Cour dappel de Paris, 20 octobre 2006
Date de publication :
21/11/2007
Langue :
Français
Format :
.doc
Nombre de pages :
4 pages
Sommaire :
Sommaire
- De l'affirmation par la juridiction judiciaire de sa compétence en matière de contrôle de conventionalité des actes administratifs réglementaires
- Le principe de séparation des autorités judiciaires et administratives
- Distinction entre le contrôle de conventionalité et le contrôle de légalité
- Des conséquences de cette affirmation
- Une portée juridique dérisoire
- Un enjeu politique de taille
Résumé :
C'est à cette question que les juges tenteront de répondre à l'issue de l'interminable contentieux auquel l'arrêt de la cour d'appel de paris du 20 octobre 2006 a largement contribué.
Il s'agit en l'espèce d'un litige né entre Monsieur Samzun, mandataire judiciaire, et Melle Linda de Wee, engagée par celui-ci au terme d'un contrat à durée déterminée en raison d' « une surcharge temporaire de travail ».
La demanderesse, ayant finalement signalé, avant la fin dudit contrat, un contrat « nouvelles embauches » au régime duquel elle fut soumise, a saisi le Conseil de prud'hommes suite à la rupture prématurée du contrat par son employeur.

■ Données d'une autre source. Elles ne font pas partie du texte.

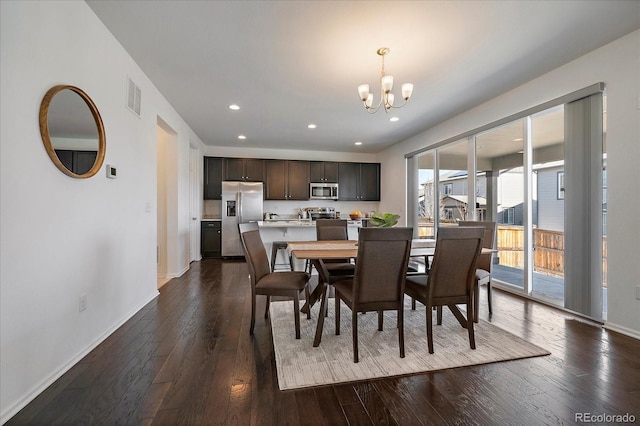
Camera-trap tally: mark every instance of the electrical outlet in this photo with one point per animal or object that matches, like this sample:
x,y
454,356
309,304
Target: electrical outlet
x,y
82,305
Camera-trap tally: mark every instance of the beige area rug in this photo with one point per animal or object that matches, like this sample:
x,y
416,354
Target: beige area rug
x,y
301,365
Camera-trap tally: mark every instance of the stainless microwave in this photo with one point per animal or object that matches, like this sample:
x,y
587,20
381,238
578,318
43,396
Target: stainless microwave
x,y
323,191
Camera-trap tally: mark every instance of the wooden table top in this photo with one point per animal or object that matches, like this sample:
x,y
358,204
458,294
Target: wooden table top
x,y
340,249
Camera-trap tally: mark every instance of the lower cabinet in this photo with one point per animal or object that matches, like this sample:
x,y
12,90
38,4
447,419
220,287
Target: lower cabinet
x,y
211,239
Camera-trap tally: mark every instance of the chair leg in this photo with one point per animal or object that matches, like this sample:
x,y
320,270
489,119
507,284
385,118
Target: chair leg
x,y
253,312
266,308
401,330
472,338
354,326
296,308
429,329
307,298
476,301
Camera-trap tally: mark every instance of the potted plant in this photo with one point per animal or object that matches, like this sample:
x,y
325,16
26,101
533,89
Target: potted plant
x,y
383,220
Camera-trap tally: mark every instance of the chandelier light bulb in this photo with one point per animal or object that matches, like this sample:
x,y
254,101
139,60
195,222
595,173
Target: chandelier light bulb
x,y
407,90
386,85
363,90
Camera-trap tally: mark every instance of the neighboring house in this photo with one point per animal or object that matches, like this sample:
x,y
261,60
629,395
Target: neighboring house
x,y
548,198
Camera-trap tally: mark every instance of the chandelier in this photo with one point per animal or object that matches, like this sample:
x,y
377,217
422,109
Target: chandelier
x,y
386,84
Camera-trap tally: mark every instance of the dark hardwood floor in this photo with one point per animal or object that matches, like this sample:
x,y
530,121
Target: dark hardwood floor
x,y
187,358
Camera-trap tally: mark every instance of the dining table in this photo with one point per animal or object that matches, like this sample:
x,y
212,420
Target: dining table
x,y
317,251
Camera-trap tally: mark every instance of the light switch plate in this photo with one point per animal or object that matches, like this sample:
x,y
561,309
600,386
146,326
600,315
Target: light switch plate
x,y
111,171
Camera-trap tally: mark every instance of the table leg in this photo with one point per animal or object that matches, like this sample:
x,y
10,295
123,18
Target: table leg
x,y
323,279
321,314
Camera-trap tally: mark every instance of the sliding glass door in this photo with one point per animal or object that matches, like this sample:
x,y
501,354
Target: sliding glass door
x,y
541,203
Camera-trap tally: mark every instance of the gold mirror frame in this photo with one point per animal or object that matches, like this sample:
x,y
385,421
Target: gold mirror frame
x,y
46,138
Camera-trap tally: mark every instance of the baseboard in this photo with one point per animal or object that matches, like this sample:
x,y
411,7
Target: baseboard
x,y
39,388
622,330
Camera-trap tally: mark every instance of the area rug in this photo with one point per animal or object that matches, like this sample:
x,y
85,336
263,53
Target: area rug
x,y
301,365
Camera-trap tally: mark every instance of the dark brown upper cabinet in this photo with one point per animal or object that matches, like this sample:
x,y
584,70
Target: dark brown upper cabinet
x,y
324,171
244,169
286,180
359,181
212,178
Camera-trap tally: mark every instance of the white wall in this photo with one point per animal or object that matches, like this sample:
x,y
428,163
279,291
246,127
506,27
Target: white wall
x,y
618,65
64,237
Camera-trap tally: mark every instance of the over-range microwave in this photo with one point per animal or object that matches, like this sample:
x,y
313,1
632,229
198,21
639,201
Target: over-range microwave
x,y
323,191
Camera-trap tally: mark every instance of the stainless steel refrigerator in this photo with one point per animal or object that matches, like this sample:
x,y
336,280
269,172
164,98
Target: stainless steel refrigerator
x,y
241,202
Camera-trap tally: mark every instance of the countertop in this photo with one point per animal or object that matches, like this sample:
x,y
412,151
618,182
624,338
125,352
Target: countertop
x,y
210,218
298,223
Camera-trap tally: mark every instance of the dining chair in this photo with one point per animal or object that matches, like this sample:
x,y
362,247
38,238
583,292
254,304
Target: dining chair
x,y
334,229
483,271
451,277
268,283
378,281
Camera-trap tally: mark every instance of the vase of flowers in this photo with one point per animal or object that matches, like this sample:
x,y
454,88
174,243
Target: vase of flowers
x,y
383,220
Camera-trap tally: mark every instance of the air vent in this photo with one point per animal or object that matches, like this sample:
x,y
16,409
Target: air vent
x,y
133,97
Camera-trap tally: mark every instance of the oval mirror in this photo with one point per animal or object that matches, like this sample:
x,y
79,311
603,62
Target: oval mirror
x,y
72,131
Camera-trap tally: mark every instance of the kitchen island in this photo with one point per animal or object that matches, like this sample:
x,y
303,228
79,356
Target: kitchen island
x,y
295,230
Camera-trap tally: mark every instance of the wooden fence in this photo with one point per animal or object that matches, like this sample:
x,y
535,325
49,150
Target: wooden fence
x,y
548,248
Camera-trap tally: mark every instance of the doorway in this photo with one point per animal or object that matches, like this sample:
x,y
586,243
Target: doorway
x,y
167,154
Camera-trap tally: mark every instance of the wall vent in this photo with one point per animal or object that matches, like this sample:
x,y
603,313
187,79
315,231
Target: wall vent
x,y
133,97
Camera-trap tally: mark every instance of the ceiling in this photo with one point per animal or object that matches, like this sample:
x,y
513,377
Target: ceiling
x,y
291,63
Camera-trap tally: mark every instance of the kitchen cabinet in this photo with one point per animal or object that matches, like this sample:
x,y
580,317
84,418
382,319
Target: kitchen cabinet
x,y
286,180
323,171
359,181
211,238
244,169
212,178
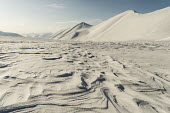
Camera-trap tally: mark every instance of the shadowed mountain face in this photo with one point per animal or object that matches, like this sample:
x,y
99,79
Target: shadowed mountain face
x,y
129,25
10,34
72,33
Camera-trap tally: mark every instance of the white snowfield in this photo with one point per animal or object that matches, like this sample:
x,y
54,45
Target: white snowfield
x,y
87,76
48,76
126,26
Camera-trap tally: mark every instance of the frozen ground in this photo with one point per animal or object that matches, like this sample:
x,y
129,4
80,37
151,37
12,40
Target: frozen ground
x,y
47,76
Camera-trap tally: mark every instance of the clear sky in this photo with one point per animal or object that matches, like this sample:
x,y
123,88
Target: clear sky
x,y
38,16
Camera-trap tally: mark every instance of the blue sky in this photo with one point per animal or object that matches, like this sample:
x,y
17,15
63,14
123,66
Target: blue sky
x,y
24,16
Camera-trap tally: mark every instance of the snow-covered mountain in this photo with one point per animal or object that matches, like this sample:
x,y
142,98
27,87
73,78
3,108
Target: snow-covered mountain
x,y
126,26
10,34
38,35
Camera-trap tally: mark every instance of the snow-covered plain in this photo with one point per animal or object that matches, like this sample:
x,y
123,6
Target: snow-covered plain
x,y
47,76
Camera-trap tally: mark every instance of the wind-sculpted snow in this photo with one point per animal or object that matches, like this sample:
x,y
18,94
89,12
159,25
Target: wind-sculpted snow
x,y
73,77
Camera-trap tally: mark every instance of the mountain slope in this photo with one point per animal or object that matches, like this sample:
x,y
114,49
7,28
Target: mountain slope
x,y
10,34
126,26
72,33
38,35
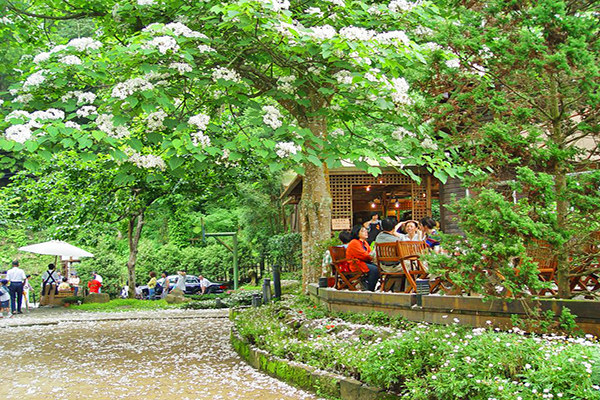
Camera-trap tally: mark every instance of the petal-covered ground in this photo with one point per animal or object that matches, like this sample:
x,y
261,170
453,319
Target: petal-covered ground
x,y
146,355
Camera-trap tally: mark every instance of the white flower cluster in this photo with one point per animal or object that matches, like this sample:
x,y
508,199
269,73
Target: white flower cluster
x,y
399,90
125,89
336,133
200,121
314,11
82,44
205,49
286,149
275,5
343,77
272,117
34,80
175,28
340,3
73,125
71,60
226,75
401,133
285,84
453,63
154,121
24,98
182,68
357,33
22,132
18,133
200,139
86,111
429,144
402,5
163,44
147,161
392,37
105,124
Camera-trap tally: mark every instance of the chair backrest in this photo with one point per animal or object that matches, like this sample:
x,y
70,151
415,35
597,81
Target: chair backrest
x,y
387,252
412,249
541,253
338,253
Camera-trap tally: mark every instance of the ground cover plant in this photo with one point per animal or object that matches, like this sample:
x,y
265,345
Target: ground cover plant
x,y
423,361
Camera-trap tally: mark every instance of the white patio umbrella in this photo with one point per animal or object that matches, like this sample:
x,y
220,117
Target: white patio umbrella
x,y
57,248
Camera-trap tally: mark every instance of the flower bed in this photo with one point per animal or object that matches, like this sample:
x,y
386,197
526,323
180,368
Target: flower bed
x,y
422,361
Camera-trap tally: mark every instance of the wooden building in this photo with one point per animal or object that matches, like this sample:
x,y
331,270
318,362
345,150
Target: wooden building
x,y
356,194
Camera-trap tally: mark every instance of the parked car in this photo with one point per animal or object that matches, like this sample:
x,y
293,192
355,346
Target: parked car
x,y
192,286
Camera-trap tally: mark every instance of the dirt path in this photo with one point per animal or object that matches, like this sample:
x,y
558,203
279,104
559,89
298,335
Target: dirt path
x,y
149,355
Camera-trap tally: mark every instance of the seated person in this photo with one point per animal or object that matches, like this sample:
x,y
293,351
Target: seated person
x,y
345,238
410,232
64,286
359,249
94,285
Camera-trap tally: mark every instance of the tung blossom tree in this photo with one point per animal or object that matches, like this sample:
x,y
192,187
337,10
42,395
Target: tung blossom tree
x,y
164,83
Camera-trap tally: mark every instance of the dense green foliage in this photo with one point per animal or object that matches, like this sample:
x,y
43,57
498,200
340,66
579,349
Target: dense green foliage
x,y
422,361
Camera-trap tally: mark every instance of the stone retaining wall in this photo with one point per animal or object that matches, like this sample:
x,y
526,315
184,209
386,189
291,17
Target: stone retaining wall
x,y
437,309
306,377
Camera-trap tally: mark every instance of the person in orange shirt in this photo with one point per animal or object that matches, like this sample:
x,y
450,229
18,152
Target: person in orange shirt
x,y
359,248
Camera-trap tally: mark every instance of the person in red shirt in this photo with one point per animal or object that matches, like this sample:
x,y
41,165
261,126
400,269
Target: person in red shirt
x,y
359,248
94,286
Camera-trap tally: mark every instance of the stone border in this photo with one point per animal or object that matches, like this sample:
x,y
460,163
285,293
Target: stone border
x,y
321,382
438,309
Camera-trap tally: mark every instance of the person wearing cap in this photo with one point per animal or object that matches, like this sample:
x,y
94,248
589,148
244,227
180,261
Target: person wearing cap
x,y
16,276
74,281
4,299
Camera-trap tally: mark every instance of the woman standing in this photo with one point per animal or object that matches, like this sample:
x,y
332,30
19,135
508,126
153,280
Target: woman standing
x,y
165,285
359,248
152,286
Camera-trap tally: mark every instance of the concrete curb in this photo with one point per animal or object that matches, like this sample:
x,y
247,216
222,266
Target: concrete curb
x,y
306,377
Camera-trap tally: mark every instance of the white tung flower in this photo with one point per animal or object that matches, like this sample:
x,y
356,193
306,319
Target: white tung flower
x,y
205,49
163,44
286,149
226,75
400,89
200,121
356,33
73,125
82,44
272,117
182,68
18,133
71,60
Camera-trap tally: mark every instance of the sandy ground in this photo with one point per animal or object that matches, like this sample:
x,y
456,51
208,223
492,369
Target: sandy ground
x,y
53,354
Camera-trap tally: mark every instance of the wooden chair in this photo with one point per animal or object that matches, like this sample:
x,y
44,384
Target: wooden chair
x,y
388,253
410,254
344,277
541,254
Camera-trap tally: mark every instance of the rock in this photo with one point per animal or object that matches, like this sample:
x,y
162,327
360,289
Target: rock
x,y
97,298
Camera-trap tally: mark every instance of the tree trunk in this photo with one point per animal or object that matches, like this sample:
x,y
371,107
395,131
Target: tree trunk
x,y
134,234
315,220
560,188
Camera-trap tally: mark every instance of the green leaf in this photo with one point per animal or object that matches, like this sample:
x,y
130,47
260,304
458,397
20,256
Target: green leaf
x,y
176,162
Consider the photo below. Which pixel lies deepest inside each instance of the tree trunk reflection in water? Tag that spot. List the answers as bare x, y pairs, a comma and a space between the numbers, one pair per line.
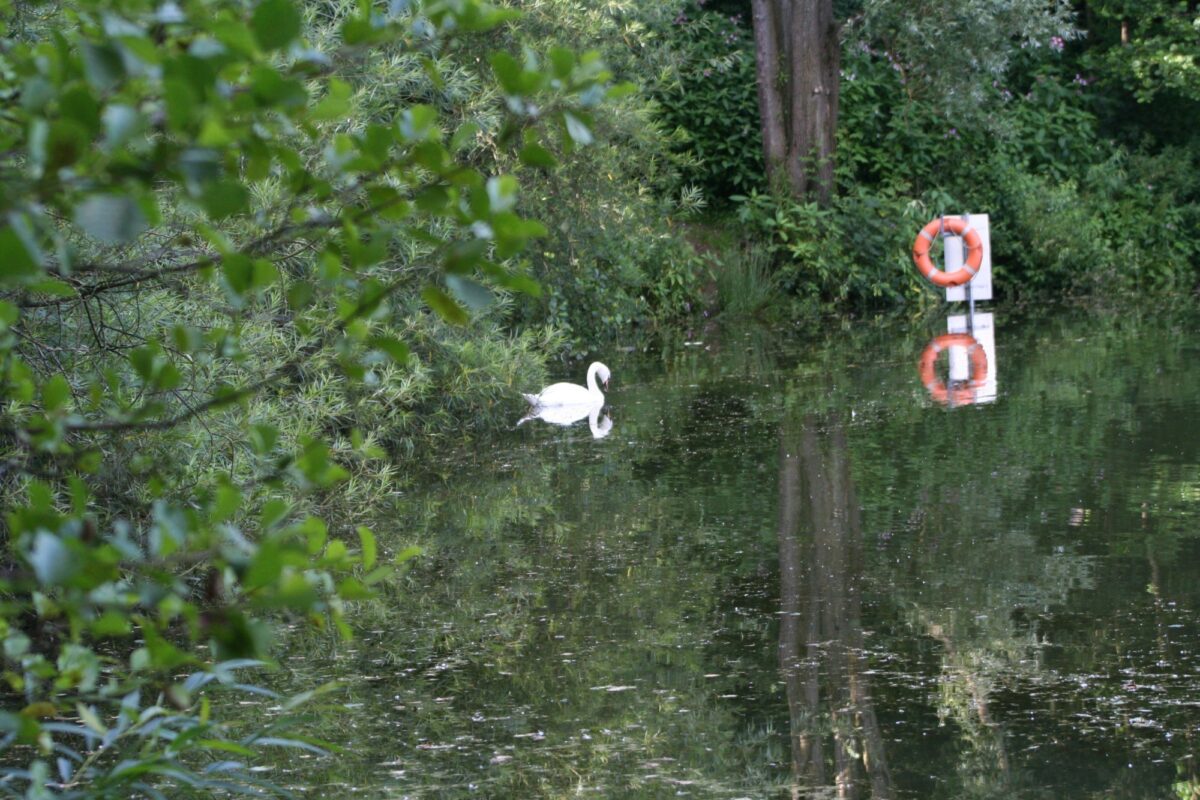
821, 631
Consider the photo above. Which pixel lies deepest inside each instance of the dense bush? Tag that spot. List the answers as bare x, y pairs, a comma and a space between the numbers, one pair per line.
231, 260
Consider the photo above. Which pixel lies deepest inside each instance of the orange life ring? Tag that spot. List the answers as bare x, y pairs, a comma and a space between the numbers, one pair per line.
925, 239
937, 390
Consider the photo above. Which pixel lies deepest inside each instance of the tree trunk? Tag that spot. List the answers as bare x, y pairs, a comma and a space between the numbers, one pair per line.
798, 55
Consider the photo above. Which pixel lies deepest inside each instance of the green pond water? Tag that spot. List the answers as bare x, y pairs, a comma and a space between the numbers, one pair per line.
789, 571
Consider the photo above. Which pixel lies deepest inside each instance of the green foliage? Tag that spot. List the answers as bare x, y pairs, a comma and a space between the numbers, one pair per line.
1161, 48
951, 54
744, 282
838, 254
711, 100
613, 260
211, 328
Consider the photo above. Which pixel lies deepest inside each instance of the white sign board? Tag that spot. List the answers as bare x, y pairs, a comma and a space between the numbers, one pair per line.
984, 332
981, 284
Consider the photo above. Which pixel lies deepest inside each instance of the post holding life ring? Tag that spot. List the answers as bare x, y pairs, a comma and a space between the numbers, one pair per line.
925, 239
937, 390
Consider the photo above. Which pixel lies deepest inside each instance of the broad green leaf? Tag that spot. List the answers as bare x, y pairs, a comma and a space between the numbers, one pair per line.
535, 155
103, 65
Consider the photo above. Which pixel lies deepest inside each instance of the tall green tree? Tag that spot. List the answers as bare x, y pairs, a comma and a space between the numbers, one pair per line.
797, 56
197, 223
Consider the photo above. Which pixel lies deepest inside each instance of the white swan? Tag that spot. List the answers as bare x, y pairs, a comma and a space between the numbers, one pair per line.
565, 415
557, 395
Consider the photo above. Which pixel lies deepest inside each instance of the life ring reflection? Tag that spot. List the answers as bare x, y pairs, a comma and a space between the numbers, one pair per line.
958, 392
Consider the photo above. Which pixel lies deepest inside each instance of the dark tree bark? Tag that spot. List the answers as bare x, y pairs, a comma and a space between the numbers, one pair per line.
798, 55
821, 642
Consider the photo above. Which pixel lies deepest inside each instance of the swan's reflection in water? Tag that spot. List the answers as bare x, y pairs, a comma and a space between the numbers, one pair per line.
565, 415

Le 28 avril 2006, le Conseil de prud'hommes de Longjumeau s'est prononcé sur la légalité de l'ordonnance du 2 août 2005 relative au contrat « nouvelles embauches » et a ainsi conclu que : « l'ordonnance du 2 août 2005 instituant le contrat nouvelles embauches est contraire à la convention numéro 158 de l'Organisation internationale du travail » concernant la cessation de travail à l'initiative de l'employeur, et que cette dernière ayant une valeur supérieure à l'ordonnance du 2 août 2005 en vertu de l'article 55 de la Constitution prive celle-ci de tout effet juridique, ce qui signifie que le contrat « dénommé à tort nouvelles embauches (...) s'analyse en contrat à durée indéterminée de droit commun, soumis à toutes les dispositions du Code du travail », et donc soumis au régime protecteur du licenciement.
Monsieur Philippe Samzun ainsi que le procureur de la République d'Evry ont donc interjeté appel de ce jugement, à la suite de quoi le préfet de l'Essonne a adressé un déclinatoire de compétence en faveur du juge de la juridiction administrative au motif que le juge judiciaire ne peut connaître de l'exception d'illégalité d'un acte réglementaire.
Selon les prétentions du préfet, une ordonnance prise sur le fondement de l'article 38 de la Constitution revêt le caractère d'un acte administratif réglementaire dont la légalité doit être appréciée par la juridiction administrative, « au besoin sous la forme d'une question préjudicielle lorsqu'une juridiction de l'ordre judiciaire est saisie d'un litige nécessitant l'appréciation de cette légalité ».
De plus, le préfet soutient que le respect de la primauté du droit international sur les normes nationales passe par le renvoi au juge administratif.
Enfin, il invoque le principe de séparation des autorités judiciaires et administratives, en déclarant que « le juge judiciaire qui statue sur l'exception d'illégalité d'un acte administratif, porte atteinte à ce principe ».
La question de droit que l'on peut alors se poser est donc celle de savoir dans quelles mesures le juge judiciaire est-il compétent pour connaître du contrôle des actes administratifs réglementaires ?
Question à laquelle la cour d'appel de paris répond que la juridiction de l'ordre judiciaire est compétente en matière de contrôle de conventionalité en ce qu'il tend a écarter ou non l'application d' un acte réglementaire et non en ce qu'il tend à l'annuler.
Pour se faire, la cour d'appel qui, après avoir rappelé qu'une ordonnance non ratifiée relève sans aucun doute de la compétence du juge administratif, admet toute fois qu'il est question en l'espèce d'un contrôle de conventionalité et non d'un contrôle de légalité (I). Cette décision, juridiquement sans incidence sur le fond de l'affaire, soulève portant un enjeu politique majeur en la matière (II).